I'm not that good at functional programming and the related discussion of the benefits and drawbacks of side effects. Please forgive me if I'm utterly wrong – or if I'm trivially right because I'm saying something elementary.
So the thing is, very basic complexity analysis that we all use assumes a von Neumann machine with a random access memory. Random access means that you can read an arbitrary array element, and that you can write it.
Suppose we throw away the ability to write array elements, which is a side effect. Instead, we replace it with the "functional" ability to create a new array having the same elements as the old one at all indexes except for one – the one we'd write if we had side effects. So we create an array like this: {old,...,old,new,old,...,old}.
In this sense, aren't we getting a fundamentally inefficient system? We took an O(1) operation and replaced it with an O(N) operation. We don't have to use the new O(N) operation every time we previously used the old O(1) one, of course – we can use an entirely different algorithm instead. But we must be losing something.

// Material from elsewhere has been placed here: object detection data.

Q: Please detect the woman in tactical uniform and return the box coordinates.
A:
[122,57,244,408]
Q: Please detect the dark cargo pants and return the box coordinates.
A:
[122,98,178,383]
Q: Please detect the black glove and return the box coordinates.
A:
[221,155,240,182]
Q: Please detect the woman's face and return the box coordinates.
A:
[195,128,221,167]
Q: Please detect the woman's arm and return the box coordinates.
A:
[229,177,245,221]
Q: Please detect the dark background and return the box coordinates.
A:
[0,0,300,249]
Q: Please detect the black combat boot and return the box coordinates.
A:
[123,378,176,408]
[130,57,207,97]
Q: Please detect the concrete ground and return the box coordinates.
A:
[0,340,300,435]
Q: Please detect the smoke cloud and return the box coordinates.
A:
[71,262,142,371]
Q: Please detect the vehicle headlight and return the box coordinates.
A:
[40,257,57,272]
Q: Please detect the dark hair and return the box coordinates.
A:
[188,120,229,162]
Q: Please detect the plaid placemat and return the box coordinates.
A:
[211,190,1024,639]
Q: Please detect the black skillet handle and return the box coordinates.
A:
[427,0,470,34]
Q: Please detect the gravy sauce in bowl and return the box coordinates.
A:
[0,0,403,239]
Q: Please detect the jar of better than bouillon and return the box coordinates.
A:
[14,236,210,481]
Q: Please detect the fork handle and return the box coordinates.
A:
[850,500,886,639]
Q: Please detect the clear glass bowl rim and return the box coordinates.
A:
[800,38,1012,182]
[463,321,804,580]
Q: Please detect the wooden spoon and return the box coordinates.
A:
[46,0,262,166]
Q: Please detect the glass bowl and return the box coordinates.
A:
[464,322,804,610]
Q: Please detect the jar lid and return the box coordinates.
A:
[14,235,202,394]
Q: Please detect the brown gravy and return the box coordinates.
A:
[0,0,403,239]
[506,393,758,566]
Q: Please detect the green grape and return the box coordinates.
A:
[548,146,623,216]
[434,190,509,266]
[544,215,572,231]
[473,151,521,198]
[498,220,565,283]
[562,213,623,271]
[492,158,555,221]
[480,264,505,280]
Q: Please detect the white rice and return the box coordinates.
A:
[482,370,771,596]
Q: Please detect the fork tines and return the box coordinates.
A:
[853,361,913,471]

For instance, how do you compute a histogram? With side effects, you have a loop over your elements doing histogram[array[i]]++, this is O(N) where N is the amount of elements.
Without side effects, we can create a new histogram at every step – this is O(N*K) where K is the amount of histogram bins. Or we can sort the array – O(N*log(N)) – and then have an O(N) pass over the sorted array, consing every time a new element is found. Both options are asymptotically slower, not just programming-language-shootout slower. Did I miss an O(N) option?
I assume that the people most likely to point out the drawbacks of side effects are also likely to care about asymptotic complexity, because both questions are very basic CS questions. What's the standard workaround for the loss of asymptotic efficiency, then?
One answer could be a smart compiler – smart enough to implement the logical creation of an updated histogram as an update to the memory keeping the old histogram.
But it seems that if we had a compiler that smart, then side effects are not a problem in the first place. An imperative program full of side effects can be trivially implemented as a recursive function taking a state (the entire state of the memory – one large array), creating a new state, and calling itself with this state.
The reason people object to side effects seems related to the fact that such a program is "functional" only in a pointlessly theoretical sense. The nominal lack of side effects gives you no actual added ability to analyze the data flow of such programs.
I haven't formally proved it by this example, of course, but it seems to me that a nominally functional operation of creating a new array just like the old one with a single modified element is not a very good one. It can sometimes be hard or impossible to elide – as in the "imperative program emulation" example – and when it can't be, the need to fall back to actually copying is just too disastrous.
I guess this is why functional languages have cons – make a new list from a new element, the head, and an old list, the tail – but don't have a similar "array consing" primitive for inserting a new element into a random position of an old array.
Now in the absence of a compiler smart enough for efficient "array consing", people seem to be using mutable data structures, such as Haskell's mutable arrays. This seems to repeal some of the correctness guarantees gained by not having side effects. For example:
The
freezeArray
action converts a mutable array into an immutable one by copying, whereasunsafeFreezeArray
returns an immutable array that is effectively just the type cast version of the mutable array. Should you write to the mutable array after it has been (unsafely) frozen, you'll side-effect the immutable array in the process. Please don't :-)
Bugs introduced by side effects coupled with aliasing – you modified something at the wrong time and someone else then references that something – are back.
So what's the point of shunning side effects if you're forced to have them anyway to do some of your computations asymptotically efficiently? Is the point having a clear separation between "pure" code and side-effecting code?
From a "social" more than a "formalistic" standpoint, such a separation indeed makes a lot of sense when "pure" code computes and side-effecting code does I/O. It's awesome to be able to tell pure computations from I/O, and it's actually a pity that imperative language typically allow people to litter computational code with I/O as easily as they do.
But if side effects are also necessary for computational code, then, again from a "social" standpoint, the pure/impure separation doesn't seem like a stable thing that is likely to correspond to how people think of boundaries between parts of the system. A piece of code that doesn't use histograms today might use them tomorrow, and then its purity will be gone.
Generally it seems like a whole lot of algorithms require writable RAM to be efficient. Hough transforms are "glorified histograms". A bunch of algorithms processing graphs or matrices update "rather random" indexes/counters iteratively, with no very clear way to somehow sort these updates so that they are sufficiently non-random to become list consing or similar.
I'm not saying pure functional languages aren't fun or productive for you – a very valid "social" argument in favor of purity. I just wonder how far purity can take you from a complexity analysis standpoint.
If it's not very far, or if it's not very clear how far, then why not have side effects "by default", and use data & control flow analysis to identify places where there are no side effects after all, or where their impact is limited enough (as in, i++ is a nominal side effect but a trivial one)?
In particular, how can purity be "the" way to safe parallelism if it robs you of asymptotic performance, and you're after parallelism to get performance?
[I'm not at all sure I get this right, so I'm asking a "real" question, not a rhetorical one.]